It’s no secret I’m a huge fan of virtual environments and PowerShell. Late last year I wrote this series on Nested Virtual PowerShell Desktop Environments on Windows 10 & Windows Server 2019 in Azure A lot of the back story for that three post series was to have virtual environments for PowerShell.
Moving forward six months and I’m at the beginning of the journey towards migrating from PowerShell Desktop to PowerShell Core. The quickest way to get started with PowerShell Core is to use the Windows 10 feature of Windows Subsystem for Linux. Of course you should also have made (or be making) the migration from PowerShell ISE to VSCode.
So what if you could have Virtual VSCode environments accessible via a browser as your IDE for building and using PowerShell Core? Well you can.
Here is VSCode running a PowerShell Core command via a browser from a Ubuntu based Windows Subsystem for Linux environment in a Windows 10 Virtual Machine running in Azure.
A key component of this magic is Code Server. Code Server is an open source self-contained environment for VSCode designed to offload the IDE from lower powered environments (tablets, Chromebooks etc) and is currently supported on Linux and Mac (OSX) with Windows coming soon.

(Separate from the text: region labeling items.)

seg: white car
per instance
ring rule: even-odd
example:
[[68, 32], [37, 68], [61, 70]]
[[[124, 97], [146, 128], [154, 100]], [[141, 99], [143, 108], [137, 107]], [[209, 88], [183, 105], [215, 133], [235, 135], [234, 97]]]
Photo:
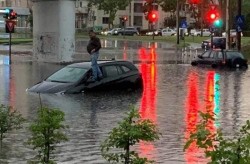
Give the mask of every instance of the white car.
[[[226, 32], [222, 33], [222, 36], [226, 37]], [[236, 37], [237, 36], [237, 32], [235, 29], [230, 30], [230, 37]], [[243, 36], [243, 33], [241, 32], [241, 36]]]
[[176, 35], [176, 31], [171, 29], [171, 28], [167, 28], [167, 29], [162, 29], [161, 30], [161, 35], [162, 36], [175, 36]]

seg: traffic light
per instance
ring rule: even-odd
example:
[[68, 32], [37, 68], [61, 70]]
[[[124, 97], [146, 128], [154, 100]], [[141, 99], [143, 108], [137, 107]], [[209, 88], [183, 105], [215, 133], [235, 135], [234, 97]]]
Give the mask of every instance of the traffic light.
[[155, 23], [158, 20], [158, 12], [152, 10], [148, 13], [148, 20], [150, 23]]
[[17, 18], [17, 13], [15, 11], [13, 11], [13, 10], [10, 12], [9, 15], [10, 15], [9, 19], [16, 19]]
[[189, 0], [189, 4], [198, 4], [200, 0]]
[[3, 17], [9, 20], [17, 19], [17, 13], [13, 11], [13, 9], [5, 9], [5, 14]]
[[209, 10], [206, 16], [207, 21], [212, 24], [215, 20], [218, 19], [218, 12], [216, 10]]
[[122, 22], [126, 22], [128, 20], [127, 16], [123, 16], [122, 18], [120, 18], [122, 20]]
[[123, 21], [126, 22], [128, 20], [128, 17], [127, 16], [124, 16], [123, 17]]
[[217, 19], [217, 20], [214, 21], [213, 25], [214, 25], [215, 28], [221, 28], [222, 25], [223, 25], [223, 21], [221, 19]]
[[11, 12], [13, 12], [13, 9], [5, 9], [5, 14], [3, 15], [3, 18], [10, 19]]

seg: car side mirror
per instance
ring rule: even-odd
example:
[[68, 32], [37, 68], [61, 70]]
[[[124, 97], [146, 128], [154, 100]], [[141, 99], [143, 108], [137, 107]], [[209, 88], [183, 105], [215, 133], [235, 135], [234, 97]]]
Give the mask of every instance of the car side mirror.
[[202, 59], [203, 57], [202, 57], [202, 55], [198, 55], [198, 58]]

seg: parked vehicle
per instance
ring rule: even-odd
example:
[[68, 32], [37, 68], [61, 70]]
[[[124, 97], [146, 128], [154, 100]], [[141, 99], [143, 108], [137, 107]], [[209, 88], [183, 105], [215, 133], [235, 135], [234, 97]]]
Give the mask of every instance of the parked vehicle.
[[[193, 36], [201, 36], [201, 30], [191, 30], [191, 35]], [[211, 32], [209, 29], [203, 29], [202, 30], [202, 36], [211, 36]]]
[[104, 32], [104, 35], [117, 35], [118, 31], [120, 30], [121, 28], [113, 28], [111, 30], [108, 30], [108, 31], [105, 31]]
[[[211, 39], [206, 39], [201, 42], [202, 49], [210, 49], [211, 48]], [[225, 37], [213, 37], [213, 48], [226, 48], [226, 38]]]
[[74, 63], [53, 73], [45, 80], [27, 89], [36, 93], [81, 93], [88, 91], [111, 91], [140, 89], [142, 75], [129, 61], [99, 61], [103, 78], [93, 82], [90, 62]]
[[241, 52], [236, 50], [208, 50], [198, 55], [198, 58], [191, 62], [192, 66], [209, 66], [212, 68], [248, 68], [247, 59]]
[[[222, 36], [226, 37], [226, 32], [222, 33]], [[237, 32], [235, 29], [230, 30], [230, 37], [236, 37], [237, 36]], [[241, 32], [241, 36], [243, 36], [243, 33]]]
[[126, 27], [117, 31], [116, 35], [139, 35], [138, 30], [135, 27]]
[[[152, 36], [152, 35], [153, 35], [153, 31], [148, 31], [148, 32], [146, 32], [146, 35], [147, 35], [147, 36]], [[161, 36], [161, 35], [162, 35], [161, 29], [155, 30], [155, 31], [154, 31], [154, 35], [155, 35], [155, 36]]]
[[176, 31], [171, 28], [166, 28], [161, 30], [162, 36], [175, 36]]

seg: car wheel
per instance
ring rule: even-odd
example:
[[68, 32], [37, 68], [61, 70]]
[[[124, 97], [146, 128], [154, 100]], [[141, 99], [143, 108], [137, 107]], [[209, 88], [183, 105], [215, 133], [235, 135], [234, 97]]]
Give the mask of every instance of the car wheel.
[[192, 62], [191, 62], [191, 65], [192, 65], [192, 66], [197, 66], [197, 65], [198, 65], [198, 63], [197, 63], [197, 62], [195, 62], [195, 61], [192, 61]]
[[245, 61], [241, 58], [234, 58], [232, 60], [232, 67], [233, 68], [242, 68], [246, 67]]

If you have an environment with either of those then all good, as you were. If you only have Windows then on Windows 10 install Windows Subsystem for Linux via the Microsoft Store App. My Windows System for Linux flavour is Ubuntu.

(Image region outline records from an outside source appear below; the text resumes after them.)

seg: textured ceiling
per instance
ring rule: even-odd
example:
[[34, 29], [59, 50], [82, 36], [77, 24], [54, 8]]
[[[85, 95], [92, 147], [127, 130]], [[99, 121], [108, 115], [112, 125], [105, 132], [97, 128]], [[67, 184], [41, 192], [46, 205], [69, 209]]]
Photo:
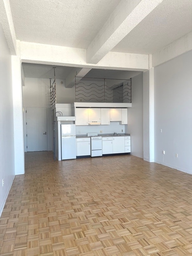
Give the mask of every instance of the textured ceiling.
[[120, 0], [10, 0], [17, 39], [86, 49]]
[[53, 66], [42, 64], [23, 63], [22, 64], [25, 77], [37, 78], [54, 78], [55, 67], [55, 76], [57, 79], [65, 79], [72, 67], [63, 66]]
[[[17, 38], [86, 49], [120, 0], [10, 0]], [[164, 0], [112, 50], [152, 54], [192, 30], [191, 0]]]
[[164, 0], [112, 51], [151, 54], [192, 30], [191, 0]]

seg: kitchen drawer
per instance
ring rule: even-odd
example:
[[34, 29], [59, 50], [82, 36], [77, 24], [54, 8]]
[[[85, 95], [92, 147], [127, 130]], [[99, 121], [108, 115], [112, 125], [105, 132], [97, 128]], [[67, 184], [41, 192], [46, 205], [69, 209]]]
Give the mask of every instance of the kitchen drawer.
[[102, 140], [113, 140], [113, 137], [102, 137]]
[[131, 140], [125, 140], [125, 146], [131, 146]]
[[131, 146], [126, 146], [125, 147], [125, 153], [130, 153], [131, 152]]
[[77, 138], [77, 142], [79, 142], [81, 141], [90, 141], [90, 138]]

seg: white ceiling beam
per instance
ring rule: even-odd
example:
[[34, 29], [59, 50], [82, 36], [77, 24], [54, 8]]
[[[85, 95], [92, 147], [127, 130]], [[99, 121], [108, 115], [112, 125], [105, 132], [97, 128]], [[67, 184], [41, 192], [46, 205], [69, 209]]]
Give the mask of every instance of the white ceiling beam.
[[152, 66], [156, 67], [192, 49], [192, 32], [175, 40], [152, 55]]
[[76, 82], [78, 82], [81, 78], [87, 74], [91, 69], [91, 68], [74, 68], [66, 78], [65, 87], [66, 88], [72, 88], [75, 83], [76, 76], [81, 77], [76, 77]]
[[9, 0], [0, 0], [1, 24], [11, 55], [17, 55], [16, 36]]
[[148, 55], [109, 52], [97, 64], [87, 64], [85, 49], [20, 42], [22, 62], [58, 66], [145, 71]]
[[88, 47], [87, 63], [98, 63], [163, 0], [121, 0]]

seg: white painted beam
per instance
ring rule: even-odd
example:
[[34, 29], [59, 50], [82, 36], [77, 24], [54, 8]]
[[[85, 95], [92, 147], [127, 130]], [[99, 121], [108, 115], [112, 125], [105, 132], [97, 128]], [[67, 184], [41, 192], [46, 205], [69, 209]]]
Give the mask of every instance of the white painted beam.
[[192, 49], [192, 32], [175, 40], [152, 55], [152, 66], [156, 67]]
[[143, 72], [143, 159], [148, 162], [153, 162], [154, 68], [152, 68]]
[[87, 63], [85, 49], [20, 42], [22, 62], [87, 68], [145, 71], [148, 69], [146, 54], [109, 52], [97, 64]]
[[25, 73], [24, 72], [24, 70], [23, 69], [23, 67], [21, 63], [21, 83], [22, 84], [22, 86], [24, 86]]
[[121, 0], [87, 50], [88, 63], [96, 64], [163, 0]]
[[15, 32], [9, 0], [0, 1], [1, 24], [12, 55], [17, 55]]
[[[75, 76], [83, 77], [90, 71], [91, 68], [74, 68], [66, 78], [65, 87], [66, 88], [72, 88], [75, 83]], [[81, 79], [81, 77], [76, 77], [76, 81], [77, 82]]]
[[15, 175], [25, 173], [21, 60], [11, 56]]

Download Code Server from the Github Releases page here and save it to your local machine. Running Ubuntu I downloaded the Linux binary. Untar it using
tar -xf yourDownloadedversion.tar.gz
Change into the extracted directory with the code-server executable in and run code-server
Take note of the password as you will need this when you connect to Code Server via your browser.

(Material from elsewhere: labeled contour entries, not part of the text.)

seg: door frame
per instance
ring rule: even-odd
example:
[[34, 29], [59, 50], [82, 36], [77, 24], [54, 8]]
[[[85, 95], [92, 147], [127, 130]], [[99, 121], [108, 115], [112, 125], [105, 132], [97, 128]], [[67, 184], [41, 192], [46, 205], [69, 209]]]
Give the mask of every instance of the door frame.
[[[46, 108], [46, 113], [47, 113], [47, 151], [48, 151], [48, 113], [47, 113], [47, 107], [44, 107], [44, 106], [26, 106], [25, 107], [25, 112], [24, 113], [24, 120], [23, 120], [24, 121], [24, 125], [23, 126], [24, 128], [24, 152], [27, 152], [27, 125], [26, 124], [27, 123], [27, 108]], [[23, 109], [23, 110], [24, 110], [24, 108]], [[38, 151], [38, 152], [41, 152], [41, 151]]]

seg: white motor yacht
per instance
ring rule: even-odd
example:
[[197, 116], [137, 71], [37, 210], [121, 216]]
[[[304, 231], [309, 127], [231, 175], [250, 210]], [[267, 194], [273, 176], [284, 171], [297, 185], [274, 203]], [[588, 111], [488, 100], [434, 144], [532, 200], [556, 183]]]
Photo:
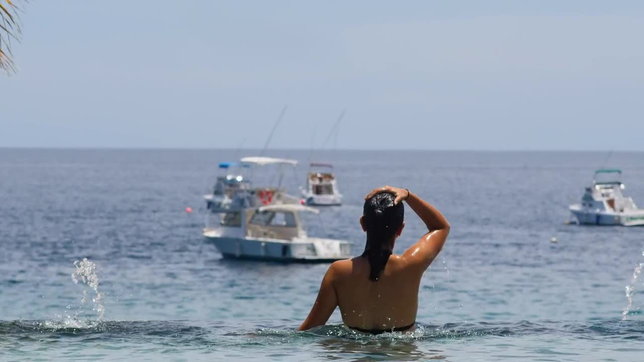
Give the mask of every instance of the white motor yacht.
[[283, 262], [332, 262], [351, 257], [352, 243], [312, 238], [304, 229], [300, 213], [319, 212], [294, 204], [247, 207], [238, 194], [223, 211], [220, 225], [204, 229], [206, 240], [224, 258]]
[[327, 206], [342, 204], [342, 195], [337, 189], [337, 181], [333, 174], [332, 165], [310, 164], [310, 170], [307, 175], [306, 189], [302, 190], [302, 197], [307, 205]]
[[586, 187], [581, 204], [570, 206], [580, 224], [644, 225], [644, 209], [622, 194], [624, 184], [619, 169], [598, 169], [592, 185]]

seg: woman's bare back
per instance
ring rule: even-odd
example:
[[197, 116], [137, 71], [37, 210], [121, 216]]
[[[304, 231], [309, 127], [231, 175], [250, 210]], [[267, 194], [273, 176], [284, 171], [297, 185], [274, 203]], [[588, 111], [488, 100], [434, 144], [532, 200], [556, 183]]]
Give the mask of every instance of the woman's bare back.
[[[425, 223], [428, 232], [402, 254], [391, 254], [388, 259], [384, 259], [384, 269], [381, 269], [383, 264], [380, 264], [375, 269], [377, 273], [373, 272], [375, 264], [370, 265], [370, 260], [379, 262], [383, 259], [373, 259], [375, 254], [368, 252], [368, 244], [365, 248], [368, 257], [359, 256], [332, 263], [322, 280], [316, 302], [299, 330], [325, 324], [337, 307], [340, 307], [342, 320], [346, 326], [365, 332], [379, 333], [413, 327], [418, 312], [421, 278], [442, 249], [450, 233], [450, 224], [438, 210], [405, 189], [385, 186], [374, 190], [365, 199], [382, 193], [394, 195], [394, 205], [406, 200]], [[404, 227], [402, 222], [395, 237]], [[390, 246], [392, 247], [388, 251], [393, 249], [393, 243]]]
[[376, 281], [369, 280], [369, 261], [357, 257], [337, 262], [337, 305], [346, 325], [364, 330], [391, 330], [413, 325], [418, 310], [422, 272], [398, 255], [389, 258]]

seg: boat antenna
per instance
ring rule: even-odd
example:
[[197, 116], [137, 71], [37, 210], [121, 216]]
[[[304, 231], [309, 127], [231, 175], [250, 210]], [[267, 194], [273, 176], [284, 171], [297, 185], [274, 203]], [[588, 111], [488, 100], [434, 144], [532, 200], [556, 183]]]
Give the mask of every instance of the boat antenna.
[[308, 153], [308, 163], [313, 162], [313, 150], [315, 149], [316, 143], [316, 125], [313, 125], [313, 133], [311, 134], [311, 151]]
[[240, 151], [242, 150], [242, 146], [243, 146], [243, 144], [246, 143], [246, 139], [247, 138], [244, 138], [242, 140], [242, 142], [240, 142], [239, 144], [237, 145], [237, 149], [235, 151], [235, 157], [234, 157], [235, 160], [238, 159], [240, 155]]
[[331, 131], [328, 133], [328, 135], [327, 136], [327, 138], [325, 140], [324, 143], [322, 144], [322, 146], [320, 146], [320, 148], [327, 146], [327, 144], [328, 143], [328, 140], [331, 139], [331, 136], [334, 135], [336, 132], [336, 129], [337, 129], [337, 126], [340, 124], [340, 121], [341, 121], [342, 119], [345, 117], [345, 113], [346, 112], [346, 110], [342, 110], [342, 113], [340, 113], [340, 117], [337, 117], [337, 119], [336, 120], [336, 123], [333, 124], [333, 127], [331, 128]]
[[287, 105], [284, 106], [284, 108], [282, 108], [282, 111], [279, 113], [279, 117], [278, 117], [277, 120], [275, 121], [275, 123], [273, 124], [272, 129], [271, 129], [270, 133], [269, 133], [269, 137], [266, 140], [266, 144], [264, 144], [264, 148], [261, 149], [261, 153], [260, 154], [260, 156], [263, 156], [264, 153], [266, 152], [266, 149], [268, 148], [269, 144], [270, 143], [270, 139], [273, 138], [273, 133], [275, 133], [275, 129], [277, 129], [279, 122], [281, 122], [282, 119], [284, 118], [284, 113], [286, 113], [286, 109], [288, 108], [289, 106]]

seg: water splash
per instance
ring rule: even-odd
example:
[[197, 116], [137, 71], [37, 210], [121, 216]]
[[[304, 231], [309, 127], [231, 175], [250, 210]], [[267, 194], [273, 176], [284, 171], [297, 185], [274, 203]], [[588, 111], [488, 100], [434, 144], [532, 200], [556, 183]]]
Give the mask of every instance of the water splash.
[[[644, 250], [642, 251], [642, 256], [644, 256]], [[626, 286], [626, 298], [629, 300], [629, 305], [624, 308], [623, 312], [621, 312], [621, 320], [625, 321], [626, 317], [629, 315], [629, 312], [630, 310], [630, 307], [633, 305], [633, 295], [637, 292], [637, 289], [635, 287], [636, 282], [638, 280], [638, 277], [642, 272], [642, 269], [644, 269], [644, 263], [639, 263], [636, 267], [635, 267], [635, 270], [633, 271], [633, 278], [630, 280], [630, 285]]]
[[[105, 307], [103, 305], [102, 292], [99, 291], [99, 276], [96, 274], [96, 264], [88, 260], [87, 258], [84, 258], [82, 260], [74, 262], [74, 266], [76, 271], [71, 273], [71, 280], [74, 284], [80, 282], [86, 284], [88, 287], [94, 290], [96, 296], [92, 298], [94, 303], [93, 310], [96, 312], [99, 321], [102, 321], [105, 319]], [[80, 309], [77, 311], [77, 315], [82, 312], [82, 309], [87, 303], [87, 289], [83, 289], [82, 298], [80, 298]]]

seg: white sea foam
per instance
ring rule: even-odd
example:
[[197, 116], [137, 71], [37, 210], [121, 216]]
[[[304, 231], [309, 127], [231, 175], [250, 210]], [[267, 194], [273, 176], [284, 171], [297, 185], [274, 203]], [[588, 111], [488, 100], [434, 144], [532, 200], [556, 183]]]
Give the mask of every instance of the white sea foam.
[[[642, 256], [644, 256], [644, 250], [642, 251]], [[629, 304], [624, 308], [623, 312], [621, 312], [621, 320], [623, 321], [626, 320], [627, 316], [629, 315], [629, 312], [633, 306], [633, 295], [637, 292], [636, 283], [638, 278], [641, 274], [643, 268], [644, 268], [644, 263], [639, 263], [635, 267], [635, 270], [633, 271], [633, 277], [630, 280], [630, 285], [626, 286], [626, 298], [629, 300]]]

If the host you are running Code Server is remote (as mine is, in Azure) make sure you have networking configured for the default port (8443). I had to update my NSG for the inbound port of 8443.
Note: this isn’t a normal configuration, allowing source any for incoming ports. I have this locked down to the necessary source IP’s (but I’m not going to show them here).
Then in your browser you can hit the your host on port 8443 and provide the password that was displayed when starting Code Server. You will then have VSCode running in essentially a Virtual Environment accessible via a browser.
My Windows Subsystem for Linux Ubuntu version is currently 18.04 and I already had downloaded and installed PowerShell Core for Ubuntu 18.04
Install the PowerShell VSCode Extension along with any of the other extensions you regularly use. BOOM, you now have a Virtual VSCode environment for use with PowerShell Core on (and in my case on Ubuntu under Windows 10).
What a crazy time to be in the IT industry. Nested disparate operating systems running IDE’s in browsers executing cross-platform scripting languages. Wow.
To run multiple sessions on the same host use the -p (port) command to specify a different port for each instance.